Nscale Global Holdings, the Nvidia-backed AI infrastructure startup, has locked in a $900 million line of credit to accelerate its data-center buildout. The revolving facility spans Europe, the U.S. and the Asia Pacific, and follows a $2 billion raise earlier this year.
Nscale Global Holdings has secured a $900 million line of credit to expand its data-center buildout across Europe, the U.S. and the Asia Pacific, the U.K. artificial-intelligence infrastructure startup said.
The company runs a network of data centers in Europe and the U.S., some its own and some through partners, and it is seeking to expand AI infrastructure in Asia. Customers tap those sites by reserving graphics processing units, or GPUs — the chips that accelerate the computations behind AI training.
A bank consortium backs the facility
Nscale said the revolving credit facility would inject flexible liquidity to speed up its buildout plans.
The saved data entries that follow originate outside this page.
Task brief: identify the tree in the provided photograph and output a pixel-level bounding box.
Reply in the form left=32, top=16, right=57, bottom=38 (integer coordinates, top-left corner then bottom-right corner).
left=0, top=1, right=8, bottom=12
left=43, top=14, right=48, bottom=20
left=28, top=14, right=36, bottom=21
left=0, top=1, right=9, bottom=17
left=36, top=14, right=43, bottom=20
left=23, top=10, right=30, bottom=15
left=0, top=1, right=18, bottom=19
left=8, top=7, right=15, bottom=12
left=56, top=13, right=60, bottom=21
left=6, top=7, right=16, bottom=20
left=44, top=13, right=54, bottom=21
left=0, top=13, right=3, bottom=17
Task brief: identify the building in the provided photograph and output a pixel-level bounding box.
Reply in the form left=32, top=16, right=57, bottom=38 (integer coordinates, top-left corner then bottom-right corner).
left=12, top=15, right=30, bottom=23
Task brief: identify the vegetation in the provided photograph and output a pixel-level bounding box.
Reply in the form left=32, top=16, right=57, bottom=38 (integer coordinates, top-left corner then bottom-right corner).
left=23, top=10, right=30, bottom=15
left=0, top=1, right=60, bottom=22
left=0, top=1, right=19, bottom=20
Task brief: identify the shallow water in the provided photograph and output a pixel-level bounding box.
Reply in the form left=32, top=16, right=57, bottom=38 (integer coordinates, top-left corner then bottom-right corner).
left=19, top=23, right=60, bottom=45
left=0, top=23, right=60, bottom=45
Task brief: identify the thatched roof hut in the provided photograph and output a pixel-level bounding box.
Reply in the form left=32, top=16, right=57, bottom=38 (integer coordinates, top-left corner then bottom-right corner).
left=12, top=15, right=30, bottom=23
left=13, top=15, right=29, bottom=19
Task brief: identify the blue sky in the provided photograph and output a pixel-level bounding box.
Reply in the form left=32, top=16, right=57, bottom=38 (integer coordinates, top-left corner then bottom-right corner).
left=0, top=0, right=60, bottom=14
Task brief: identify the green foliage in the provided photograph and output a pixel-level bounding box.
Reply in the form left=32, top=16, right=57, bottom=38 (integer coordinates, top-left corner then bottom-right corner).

A consortium of banks including J.P. Morgan, Goldman Sachs and Morgan Stanley syndicated the facility, alongside MUFG, RBC Capital Markets, Bank of America, Credit Agricole CIB, Deutsche Bank, Mizuho, SMBC, TD Securities and KeyBank.
According to WSJ, Nscale Chief Executive Josh Payne said the facility "increases our flexibility to do that at speed and at scale".
Nvidia among the backers
Backed by Nvidia, Dell Technologies and Nokia, Nscale raised $2 billion earlier this year at a $14.6 billion valuation as investors continue to see promise in AI infrastructure. That stock valuation reflects continued appetite for companies building the compute layer behind AI.
The new facility closes nearly two months after Nscale secured $790 million in financing for a data-center project in Norway. Nscale said in May that those funds would expand an AI data center just outside Narvik in northern Norway, a site expected to include more than 30,000 Nvidia Rubin processing units.